In this activity, choose a mystery number, but do not tell students the number. Show students a number line with two numbers that are at the endpoints and place a question mark on the mystery number’s location on the number line. Then, have students try to guess the mystery number. After each guess, record the number they guessed where it lies on the number line.

As with the other activities, the progressively gets more challenging as the year progresses. Plus, you can absolutely change the numbers to make the activity work with your students.

This is also particularly useful when teaching fractions and decimals. The activity provides students with the opportunity to think about the size and relative location of numbers.

# Error Analysis

I sporadically included error analysis problems into our weekly routine. In the error analysis problems, I included common errors in modeling solutions in work problems.

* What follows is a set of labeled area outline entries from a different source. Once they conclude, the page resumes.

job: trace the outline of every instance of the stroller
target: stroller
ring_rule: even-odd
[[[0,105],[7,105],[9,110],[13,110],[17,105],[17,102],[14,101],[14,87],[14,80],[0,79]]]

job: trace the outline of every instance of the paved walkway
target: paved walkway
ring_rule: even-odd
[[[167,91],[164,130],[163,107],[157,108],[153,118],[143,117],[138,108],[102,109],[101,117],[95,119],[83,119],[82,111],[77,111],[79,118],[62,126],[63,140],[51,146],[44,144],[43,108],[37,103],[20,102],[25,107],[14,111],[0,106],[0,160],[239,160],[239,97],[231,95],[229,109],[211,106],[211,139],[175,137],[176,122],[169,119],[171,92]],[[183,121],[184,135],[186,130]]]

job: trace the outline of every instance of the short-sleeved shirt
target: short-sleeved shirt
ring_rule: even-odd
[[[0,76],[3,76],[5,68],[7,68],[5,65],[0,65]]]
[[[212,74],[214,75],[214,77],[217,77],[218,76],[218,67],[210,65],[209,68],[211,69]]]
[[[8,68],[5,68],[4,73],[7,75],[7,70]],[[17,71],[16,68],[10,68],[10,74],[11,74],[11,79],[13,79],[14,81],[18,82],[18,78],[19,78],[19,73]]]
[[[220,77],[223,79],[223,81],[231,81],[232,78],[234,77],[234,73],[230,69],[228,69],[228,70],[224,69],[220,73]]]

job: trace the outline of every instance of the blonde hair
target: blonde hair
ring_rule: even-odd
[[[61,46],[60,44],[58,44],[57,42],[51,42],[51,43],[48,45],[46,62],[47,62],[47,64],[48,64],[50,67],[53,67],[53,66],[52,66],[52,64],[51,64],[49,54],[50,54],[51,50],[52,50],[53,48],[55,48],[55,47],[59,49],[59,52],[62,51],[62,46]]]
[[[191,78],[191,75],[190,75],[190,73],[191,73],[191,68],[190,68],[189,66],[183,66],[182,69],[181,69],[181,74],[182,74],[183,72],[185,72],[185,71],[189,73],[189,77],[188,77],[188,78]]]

These are unique because the errors aren’t in the computation. The errors are in the representation of the problem. For example, in the problem below 32 divided by 8 does equal 4. However, the model does not represent the equation.

# Parts and Wholes

You can also teach number sense through parts and wholes, which is the basis to compose and decompose numbers. One great way to teach parts and wholes is through a target number activity. The purpose of the activity is to help students think about numbers in flexible ways by having them think about how the number can be represented, composed, and decomposed. In this activity, give students a number such as 100 and have students think of all the ways they can make 100. As students develop an understanding of the routine, add constraints such as using three addends or only with multiplication and division.

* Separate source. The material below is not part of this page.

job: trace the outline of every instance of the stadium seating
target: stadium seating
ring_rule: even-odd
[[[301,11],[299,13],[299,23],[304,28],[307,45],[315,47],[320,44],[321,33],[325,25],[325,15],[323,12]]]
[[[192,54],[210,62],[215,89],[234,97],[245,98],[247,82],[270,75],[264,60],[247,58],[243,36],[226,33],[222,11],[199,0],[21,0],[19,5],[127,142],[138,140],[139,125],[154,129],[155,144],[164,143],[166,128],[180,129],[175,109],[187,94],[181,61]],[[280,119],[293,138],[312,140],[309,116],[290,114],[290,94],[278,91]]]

As students become more proficient, they may decompose numbers into expanded notation or unit fractions. Doing these activities may allow you to see incorrect generalizations that can be addressed and retaught correctly. For example, many students try to use the commutative property of addition with subtraction. This will allow you to see what math concepts need extra time and what skills to address with students.

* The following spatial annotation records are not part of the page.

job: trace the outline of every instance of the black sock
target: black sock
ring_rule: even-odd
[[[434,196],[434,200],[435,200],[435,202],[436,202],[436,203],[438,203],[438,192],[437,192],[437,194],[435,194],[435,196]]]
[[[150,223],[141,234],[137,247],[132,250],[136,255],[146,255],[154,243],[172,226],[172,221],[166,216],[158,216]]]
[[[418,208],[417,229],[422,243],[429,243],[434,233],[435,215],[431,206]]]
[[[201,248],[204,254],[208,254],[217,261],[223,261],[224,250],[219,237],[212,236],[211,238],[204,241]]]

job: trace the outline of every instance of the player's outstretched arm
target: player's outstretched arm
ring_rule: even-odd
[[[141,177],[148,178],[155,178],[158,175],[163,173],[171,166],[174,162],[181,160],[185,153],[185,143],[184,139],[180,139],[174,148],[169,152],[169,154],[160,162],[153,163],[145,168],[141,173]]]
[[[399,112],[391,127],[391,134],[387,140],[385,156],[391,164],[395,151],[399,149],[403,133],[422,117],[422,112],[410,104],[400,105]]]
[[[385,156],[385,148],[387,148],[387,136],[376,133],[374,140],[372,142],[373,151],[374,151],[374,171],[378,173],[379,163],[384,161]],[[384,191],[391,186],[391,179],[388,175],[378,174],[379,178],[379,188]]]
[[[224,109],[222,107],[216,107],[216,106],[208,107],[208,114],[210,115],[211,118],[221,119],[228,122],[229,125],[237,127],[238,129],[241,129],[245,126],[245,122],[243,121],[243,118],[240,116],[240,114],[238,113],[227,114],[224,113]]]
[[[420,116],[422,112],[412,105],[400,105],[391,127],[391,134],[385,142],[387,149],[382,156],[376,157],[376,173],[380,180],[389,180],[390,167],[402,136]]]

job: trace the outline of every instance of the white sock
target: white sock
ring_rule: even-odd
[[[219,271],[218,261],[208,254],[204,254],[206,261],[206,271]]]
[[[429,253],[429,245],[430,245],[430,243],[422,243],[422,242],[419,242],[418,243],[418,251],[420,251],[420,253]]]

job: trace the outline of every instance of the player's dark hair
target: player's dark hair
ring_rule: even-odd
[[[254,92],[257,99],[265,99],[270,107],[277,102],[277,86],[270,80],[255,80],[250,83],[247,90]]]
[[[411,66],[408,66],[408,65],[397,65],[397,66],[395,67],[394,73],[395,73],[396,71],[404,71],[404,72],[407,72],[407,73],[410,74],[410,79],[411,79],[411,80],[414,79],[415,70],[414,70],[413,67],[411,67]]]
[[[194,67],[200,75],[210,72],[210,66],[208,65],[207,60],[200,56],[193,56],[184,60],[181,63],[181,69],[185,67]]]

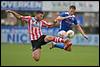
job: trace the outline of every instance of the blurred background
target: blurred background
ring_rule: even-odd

This is an activity where you do not need any special resources or materials. I ask the question on my whiteboard, and my students write on their personal white boards or a sheet of notebook paper. As we discuss the problem, I do have some students write their responses on the whiteboard.

I have created a YEAR’s worth of math warm-up activities to make this easier to implement. I love this because it’s all digital which saves me SO MUCH time! Of course, we all want to tailor our instruction to our students’ needs, so I’ve made the resource editable. You can click here for a FREE week!

Heather Miederhoff says

I love this idea. There can I find this resource? The quick images make so much sense.

Thank you

Ashleigh says

I forgot to add the link! You can refresh it, and it should be there.

Heather Miederhoff says

Do you use each of these daily or do you choose one each morning to do?